The only other question raised in behalf of appellant which merits consideration is whether the charge of the court was so substantially erroneous and prejudicial to him as to amount to reversible error. It must be answered in the affirmative. As already stated the Commonwealth depended upon circumstantial evidence to connect defendant with the alleged offense. The court charged: "Nobody saw him take it, but circumstantial evidence is introduced, from which you may infer and from which the Commonwealth asks you to infer, that he did take it. Now circumstantial evidence is competent evidence; it is legal evidence, and some times circumstances may be stronger than word of mouth evidence given by eye witnesses." We think the court should have explained to the jury the meaning of circumstantial evidence and given them some information as to the rule by which the probative value of such evidence is to be measured. Instead of doing this he merely gave the jury the idea that such evidence may be stronger than direct evidence. In the circumstances we regard the charge as inadequate in this respect. The inadequacy is rendered more serious by the language which immediately followed the reference to circumstantial evidence. The court said:
"This defendant went there with a constable who had a search warrant for the house; they had a right to go there, but you will scrutinize his conduct; these men went there about nine-thirty at night, along the first ten or eleven days in February; about when did it grow dark at that time? How many hours did they wait before they tried to serve that warrant? They went there about bed time, it was for people in the country; is there any explanation why they couldn't serve that warrant in daylight? Is there any explanation why they went there when people were presumed likely to be in bed and their doors locked? Did these people demean themselves as reasonable, conduct themselves reasonably when they approached that house and went through it? Did they have occasion to do those things they did there in the manner they did them armed with the authority of the law? The law doesn't authorize people to be less gentlemanly when they have a warrant than when they don't have it; it probably imposes a greater matter of courtesy and care when armed with the authority of a warrant than when not so armed. Any way, you will look into all this conduct and surrounding circumstances."
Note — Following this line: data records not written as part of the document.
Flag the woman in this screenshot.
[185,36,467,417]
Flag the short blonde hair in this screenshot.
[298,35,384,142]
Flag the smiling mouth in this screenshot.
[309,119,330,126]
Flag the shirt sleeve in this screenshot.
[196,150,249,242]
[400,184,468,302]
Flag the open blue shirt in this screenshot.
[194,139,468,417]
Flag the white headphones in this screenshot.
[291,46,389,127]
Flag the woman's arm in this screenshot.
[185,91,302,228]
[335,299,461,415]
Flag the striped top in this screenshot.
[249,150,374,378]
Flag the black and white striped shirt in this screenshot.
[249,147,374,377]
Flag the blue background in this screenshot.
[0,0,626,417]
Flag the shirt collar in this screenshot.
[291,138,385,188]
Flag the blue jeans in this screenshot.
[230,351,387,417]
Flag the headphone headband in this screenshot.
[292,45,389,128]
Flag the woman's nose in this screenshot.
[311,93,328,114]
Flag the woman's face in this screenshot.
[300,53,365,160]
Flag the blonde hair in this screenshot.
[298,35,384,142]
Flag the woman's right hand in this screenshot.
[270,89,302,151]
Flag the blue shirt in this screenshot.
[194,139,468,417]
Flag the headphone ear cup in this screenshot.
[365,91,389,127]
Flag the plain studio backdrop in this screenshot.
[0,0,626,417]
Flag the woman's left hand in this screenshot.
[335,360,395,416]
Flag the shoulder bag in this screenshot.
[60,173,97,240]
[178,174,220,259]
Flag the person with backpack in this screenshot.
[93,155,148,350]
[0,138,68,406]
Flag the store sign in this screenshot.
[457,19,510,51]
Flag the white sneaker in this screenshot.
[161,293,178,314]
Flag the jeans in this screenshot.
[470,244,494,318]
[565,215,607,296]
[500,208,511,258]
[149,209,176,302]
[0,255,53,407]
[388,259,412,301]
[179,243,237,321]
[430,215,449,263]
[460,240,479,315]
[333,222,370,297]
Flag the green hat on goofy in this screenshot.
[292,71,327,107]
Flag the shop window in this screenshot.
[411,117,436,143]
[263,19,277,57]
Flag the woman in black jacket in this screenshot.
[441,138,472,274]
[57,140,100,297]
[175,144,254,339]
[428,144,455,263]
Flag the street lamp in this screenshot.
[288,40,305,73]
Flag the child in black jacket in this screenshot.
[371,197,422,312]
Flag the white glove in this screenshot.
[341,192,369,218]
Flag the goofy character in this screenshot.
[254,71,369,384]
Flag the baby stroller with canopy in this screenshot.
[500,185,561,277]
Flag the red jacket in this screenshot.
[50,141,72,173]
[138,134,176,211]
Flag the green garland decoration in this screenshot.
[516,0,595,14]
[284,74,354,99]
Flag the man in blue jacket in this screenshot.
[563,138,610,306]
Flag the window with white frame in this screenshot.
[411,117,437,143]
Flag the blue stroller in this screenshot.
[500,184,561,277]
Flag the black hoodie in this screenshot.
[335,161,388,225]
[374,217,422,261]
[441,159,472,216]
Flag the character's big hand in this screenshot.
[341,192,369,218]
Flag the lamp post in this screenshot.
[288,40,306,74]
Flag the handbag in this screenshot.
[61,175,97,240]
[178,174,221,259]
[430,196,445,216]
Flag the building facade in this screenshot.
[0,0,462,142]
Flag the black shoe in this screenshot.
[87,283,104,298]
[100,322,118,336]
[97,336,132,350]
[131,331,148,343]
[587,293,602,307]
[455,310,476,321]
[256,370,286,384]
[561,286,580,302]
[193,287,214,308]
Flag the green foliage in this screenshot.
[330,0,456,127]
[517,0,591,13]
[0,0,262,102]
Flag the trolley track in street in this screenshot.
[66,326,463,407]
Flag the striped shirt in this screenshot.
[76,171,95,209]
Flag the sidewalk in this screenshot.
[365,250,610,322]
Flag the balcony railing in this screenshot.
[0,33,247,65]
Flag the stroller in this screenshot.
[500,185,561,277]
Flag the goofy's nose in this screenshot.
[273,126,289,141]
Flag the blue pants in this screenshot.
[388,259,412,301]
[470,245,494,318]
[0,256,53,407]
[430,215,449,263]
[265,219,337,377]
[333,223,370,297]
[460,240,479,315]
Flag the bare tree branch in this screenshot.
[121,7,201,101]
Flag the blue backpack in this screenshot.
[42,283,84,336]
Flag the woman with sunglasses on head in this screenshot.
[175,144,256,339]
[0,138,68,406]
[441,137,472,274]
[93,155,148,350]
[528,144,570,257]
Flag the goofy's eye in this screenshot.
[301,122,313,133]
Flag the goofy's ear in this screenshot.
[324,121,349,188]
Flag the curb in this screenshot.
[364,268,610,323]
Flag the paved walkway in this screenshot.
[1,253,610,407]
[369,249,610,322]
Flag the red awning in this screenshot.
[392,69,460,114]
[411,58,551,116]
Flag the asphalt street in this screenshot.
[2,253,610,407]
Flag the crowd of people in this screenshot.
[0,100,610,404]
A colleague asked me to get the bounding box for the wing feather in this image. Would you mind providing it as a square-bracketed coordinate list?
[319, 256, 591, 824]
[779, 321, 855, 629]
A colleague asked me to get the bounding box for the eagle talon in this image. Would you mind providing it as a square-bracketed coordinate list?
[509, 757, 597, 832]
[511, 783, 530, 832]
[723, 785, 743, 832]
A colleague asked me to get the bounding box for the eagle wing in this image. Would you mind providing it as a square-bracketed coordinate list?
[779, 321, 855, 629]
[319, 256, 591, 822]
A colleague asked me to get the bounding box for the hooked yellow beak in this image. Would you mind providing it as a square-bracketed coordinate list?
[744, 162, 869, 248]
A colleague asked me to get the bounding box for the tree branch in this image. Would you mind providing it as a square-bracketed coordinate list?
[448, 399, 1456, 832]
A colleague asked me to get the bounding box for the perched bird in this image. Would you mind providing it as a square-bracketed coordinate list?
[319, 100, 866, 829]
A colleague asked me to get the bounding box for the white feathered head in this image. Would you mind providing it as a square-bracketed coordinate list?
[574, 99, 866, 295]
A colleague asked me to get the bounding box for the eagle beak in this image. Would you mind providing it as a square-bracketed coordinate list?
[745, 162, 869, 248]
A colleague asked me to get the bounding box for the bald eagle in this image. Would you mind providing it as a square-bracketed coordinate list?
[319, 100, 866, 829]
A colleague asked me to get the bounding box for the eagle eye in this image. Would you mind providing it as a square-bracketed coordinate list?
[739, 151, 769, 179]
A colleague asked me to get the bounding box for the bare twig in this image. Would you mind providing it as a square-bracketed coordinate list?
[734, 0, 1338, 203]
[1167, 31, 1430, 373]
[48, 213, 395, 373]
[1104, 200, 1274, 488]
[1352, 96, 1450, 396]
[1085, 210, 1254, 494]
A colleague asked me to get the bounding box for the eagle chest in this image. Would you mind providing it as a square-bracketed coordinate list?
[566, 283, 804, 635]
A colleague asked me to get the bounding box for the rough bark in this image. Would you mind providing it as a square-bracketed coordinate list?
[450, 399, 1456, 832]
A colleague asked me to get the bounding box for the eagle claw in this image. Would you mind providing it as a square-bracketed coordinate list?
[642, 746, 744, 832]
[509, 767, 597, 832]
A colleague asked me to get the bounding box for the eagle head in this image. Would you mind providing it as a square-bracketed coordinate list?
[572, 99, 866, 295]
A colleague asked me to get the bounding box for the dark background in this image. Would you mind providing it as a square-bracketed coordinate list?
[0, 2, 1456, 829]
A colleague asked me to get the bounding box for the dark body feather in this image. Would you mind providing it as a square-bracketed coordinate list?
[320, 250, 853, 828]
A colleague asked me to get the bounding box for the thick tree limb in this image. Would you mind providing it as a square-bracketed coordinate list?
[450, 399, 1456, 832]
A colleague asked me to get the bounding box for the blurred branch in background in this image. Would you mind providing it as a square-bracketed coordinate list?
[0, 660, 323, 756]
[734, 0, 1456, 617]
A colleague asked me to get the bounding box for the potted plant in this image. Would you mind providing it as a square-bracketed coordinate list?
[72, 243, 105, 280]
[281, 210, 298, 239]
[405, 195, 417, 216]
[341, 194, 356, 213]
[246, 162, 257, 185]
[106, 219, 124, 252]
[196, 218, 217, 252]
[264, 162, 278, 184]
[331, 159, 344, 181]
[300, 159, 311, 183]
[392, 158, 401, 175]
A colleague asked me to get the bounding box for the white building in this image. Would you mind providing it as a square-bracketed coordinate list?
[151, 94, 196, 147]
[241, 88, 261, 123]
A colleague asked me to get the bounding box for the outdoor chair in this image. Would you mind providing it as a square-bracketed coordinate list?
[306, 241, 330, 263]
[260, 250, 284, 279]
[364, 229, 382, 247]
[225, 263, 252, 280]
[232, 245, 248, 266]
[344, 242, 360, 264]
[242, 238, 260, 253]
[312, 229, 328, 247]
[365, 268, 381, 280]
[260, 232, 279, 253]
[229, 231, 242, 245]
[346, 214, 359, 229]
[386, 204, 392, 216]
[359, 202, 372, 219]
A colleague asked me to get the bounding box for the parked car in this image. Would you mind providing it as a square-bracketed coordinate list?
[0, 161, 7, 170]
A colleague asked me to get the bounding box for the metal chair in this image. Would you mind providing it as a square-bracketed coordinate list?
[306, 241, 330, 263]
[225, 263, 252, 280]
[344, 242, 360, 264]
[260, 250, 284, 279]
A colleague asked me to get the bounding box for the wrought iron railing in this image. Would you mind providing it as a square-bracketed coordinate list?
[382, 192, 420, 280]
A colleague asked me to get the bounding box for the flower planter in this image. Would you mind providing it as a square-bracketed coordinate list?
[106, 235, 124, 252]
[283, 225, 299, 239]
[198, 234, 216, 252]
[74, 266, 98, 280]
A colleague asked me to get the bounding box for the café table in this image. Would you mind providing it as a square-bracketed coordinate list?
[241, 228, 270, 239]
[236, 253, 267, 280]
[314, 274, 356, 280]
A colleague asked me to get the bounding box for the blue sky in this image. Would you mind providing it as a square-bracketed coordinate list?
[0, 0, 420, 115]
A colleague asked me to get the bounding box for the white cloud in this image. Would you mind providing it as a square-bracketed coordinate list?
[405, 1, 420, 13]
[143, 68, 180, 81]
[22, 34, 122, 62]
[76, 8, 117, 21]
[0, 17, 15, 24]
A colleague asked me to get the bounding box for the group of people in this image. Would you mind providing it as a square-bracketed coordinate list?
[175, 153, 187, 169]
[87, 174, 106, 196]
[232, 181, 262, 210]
In our view this instruction injected into the case reference to matters which had no bearing on it, were not grounded upon facts in evidence, and tended to prejudice the minds of the jury against defendant. It was more in the nature of an argument for the Commonwealth than a judicial presentation of the case and a fair and impartial submission of the evidence. Under all our authorities this is sufficient ground for a reversal. See Hoagland v. Mulford, 298 Pa. 588.
The judgment is reversed and a new trial awarded.